Mandarin's group received funding from British-Thai billionaire Christopher Harborne, and bought a boat in Thailand. The boat was then loaded with provisions in Galle, Sri Lanka, from where the group embarked on a five-day sail to Île du Coin, entering the exclusion zone of the British Indian Ocean Territory unannounced without seeking permission.

A landing party of four British citizens defied a British government exclusion zone to set foot on Île du Coin, part of the coral atoll of Peros Banhos, on Monday 16 February 2026 at 08.52 local time (02.52 GMT) with the intention of staying to establish a permanent settlement. The group consisted of Misley Mandarin, his father Michel, Antoine LeMettre, and Guy Castel, assisted by former British MP Adam Holloway. Now aged 74, Michel was 14 at the time of the déraciné, or uprooting, put on to boats by the British colonial authorities. There are 322 people who were born on the island and still living that wish to return home before they die.
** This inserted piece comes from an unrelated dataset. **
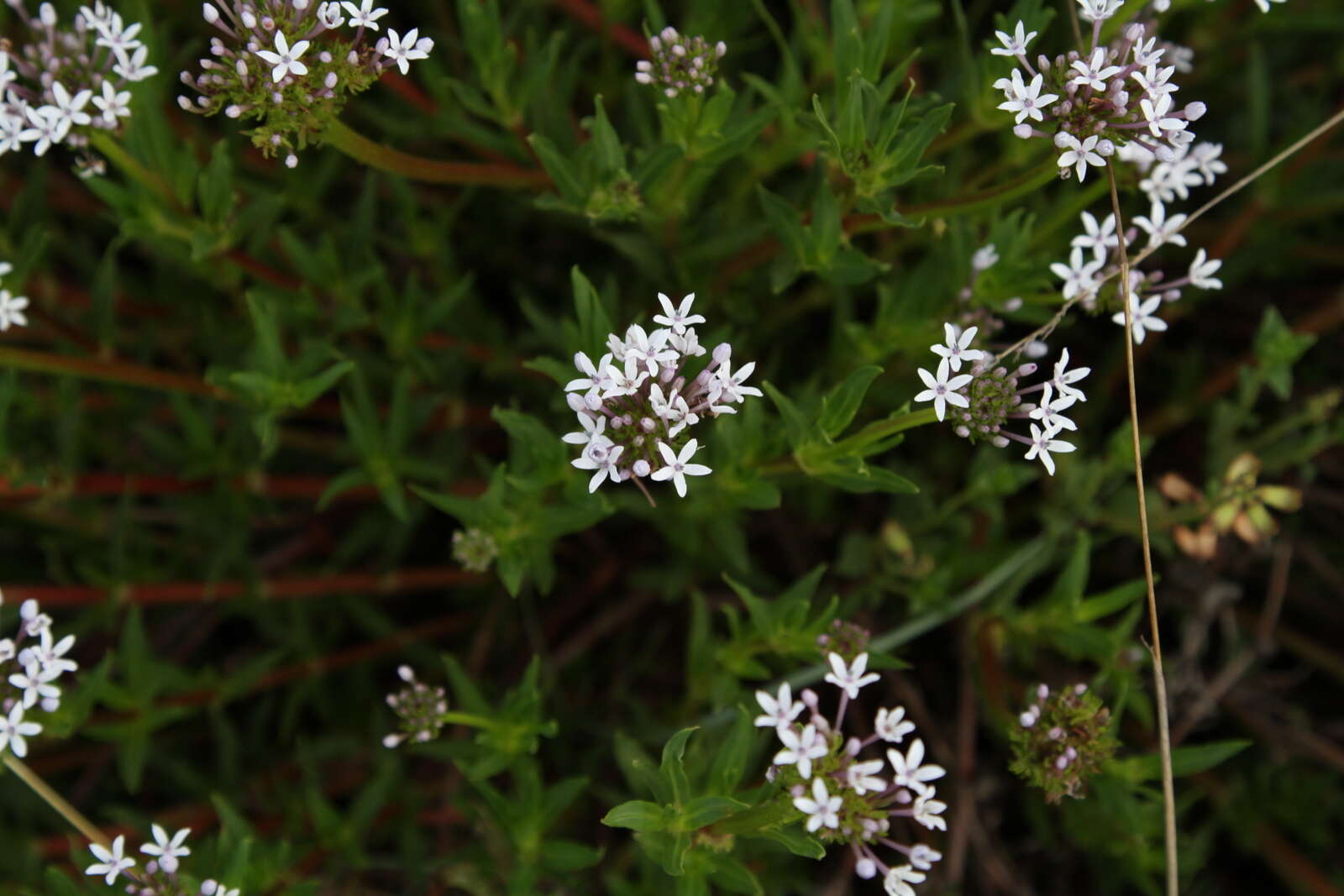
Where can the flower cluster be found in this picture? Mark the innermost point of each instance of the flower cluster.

In addition there are descendants of the Chagossian people that consider the Chagos Islands their home and wish to be repatriated there while remaining under British rule.

Mandarin sought to reassure the United States that the settlement did not threaten the military base on Diego Garcia.

On 18 February 2026, Misley Mandarin was served a removal order in the name of Royal Marines Major Pete Goddard, as Acting Principal Immigration Officer of the British Indian Ocean Territory (BIOT), stating that if they did not leave they could face imprisonment of three years or a fine of £3,000, or both. On the same day, Donald Trump posted on Truth Social that Keir Starmer was "making a big mistake by entering a 100 Year Lease", that the "land should not be taken away from the U.K. and, if it is allowed to be, it will be a blight on our Great Ally" and "DO NOT GIVE AWAY DIEGO GARCIA!".

On 19 February 2026, the Chagossian's lawyer, James Tumbridge, successfully applied for an injunction, which was granted by Chief Justice of the British Indian Ocean Territory, James Lewis, who stated "there is no doubt the balance of convenience falls on the side of the claimants (the islanders). They are 120 miles from Diego Garcia and pose no threat to national security on the evidence before me".